US – Almost half of US portfolio managers want to direct more of their business to brokers that don’t have a conflict of interest between their research and investment banking operations, according to Connecticut-based consulting firm, Greenwich Associates.

The research finds that 84% of institutional portfolio managers would like equity analysts to say whether or not they are holding the stocks they rate, though 55% didn’t think that the analysts shouldn’t be barred from owning stocks that they cover.

Publication of the research comes at a time when the New York attorney general has charged Merrill Lynch in the US with biased research in order to attract investors. The attorney general has discovered that some members of Merrill Lynch’s internet research team were circulating emails in which they privately disparaged stocks they were recommending in public.

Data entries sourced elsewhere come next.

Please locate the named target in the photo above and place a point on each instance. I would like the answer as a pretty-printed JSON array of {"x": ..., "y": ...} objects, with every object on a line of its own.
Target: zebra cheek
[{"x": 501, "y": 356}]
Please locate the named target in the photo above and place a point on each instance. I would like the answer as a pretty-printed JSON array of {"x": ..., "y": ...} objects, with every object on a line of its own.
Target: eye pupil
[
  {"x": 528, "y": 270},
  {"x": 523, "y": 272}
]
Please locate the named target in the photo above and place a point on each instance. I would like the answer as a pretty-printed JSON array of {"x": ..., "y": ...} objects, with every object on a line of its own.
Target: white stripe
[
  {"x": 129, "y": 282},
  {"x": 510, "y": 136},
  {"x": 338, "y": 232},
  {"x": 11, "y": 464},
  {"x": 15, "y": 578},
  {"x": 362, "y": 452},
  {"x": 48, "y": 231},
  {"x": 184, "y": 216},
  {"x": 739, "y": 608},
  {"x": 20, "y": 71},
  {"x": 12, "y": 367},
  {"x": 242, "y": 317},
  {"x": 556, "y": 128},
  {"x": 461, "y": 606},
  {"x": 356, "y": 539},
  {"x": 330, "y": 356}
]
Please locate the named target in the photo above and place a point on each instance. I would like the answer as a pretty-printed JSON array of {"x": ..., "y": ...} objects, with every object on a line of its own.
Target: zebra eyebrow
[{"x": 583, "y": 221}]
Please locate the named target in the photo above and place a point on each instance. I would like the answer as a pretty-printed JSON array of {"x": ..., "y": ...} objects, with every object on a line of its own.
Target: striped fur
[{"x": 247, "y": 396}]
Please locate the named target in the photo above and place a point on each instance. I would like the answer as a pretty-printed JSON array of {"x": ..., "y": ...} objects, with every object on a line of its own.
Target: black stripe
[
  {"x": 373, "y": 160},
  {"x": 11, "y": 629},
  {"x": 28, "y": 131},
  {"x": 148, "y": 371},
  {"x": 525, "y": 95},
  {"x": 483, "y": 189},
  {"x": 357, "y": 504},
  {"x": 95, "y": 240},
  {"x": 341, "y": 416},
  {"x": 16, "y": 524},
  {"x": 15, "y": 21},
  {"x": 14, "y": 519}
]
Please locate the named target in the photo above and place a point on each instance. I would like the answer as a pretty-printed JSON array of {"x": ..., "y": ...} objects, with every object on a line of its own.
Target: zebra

Bill Slocum at Greenwich says their research was not influenced by the Merrill Lynch scandal. “Our research was conducted at the turn of the year, before the New York attorney general began his probe. Our results are coincidental. The question of whether or not analysts should be talking openly about their stocks to other departments within the same company has been around for a while anyway. It’s just recently come to the fore.”

Elsewhere, the research finds that the typical institutional portfolio in the US has seen its assets fall by 26.5% from $18.1bn (€20.1bn) in 2000 to $13.3bn (€14.7bn) last year. Slocum says this is the result of declines in the stock markets. “Managers are now divesting their portfolios to protect against further falls,” he says.

Greenwich says that managers in the US are also trying to address the problem by:
•cutting the amount of commission on trading in listed stocks;
• increasing the amount of soft-dollar trading and commission recapture arrangements they use;
•conducting more and more dealing through electronic brokerage systems;
• getting more and more involved in programme or high volume trading, where the commission earning potential is greater;
•cutting back the amount of brokerage firms they use;
•benchmarking more and more their portfolios.

Greenwich’s research is based on interviews conducted between last November and this January with 294 US-based institutional fund managers and 324 US dealing-desk traders.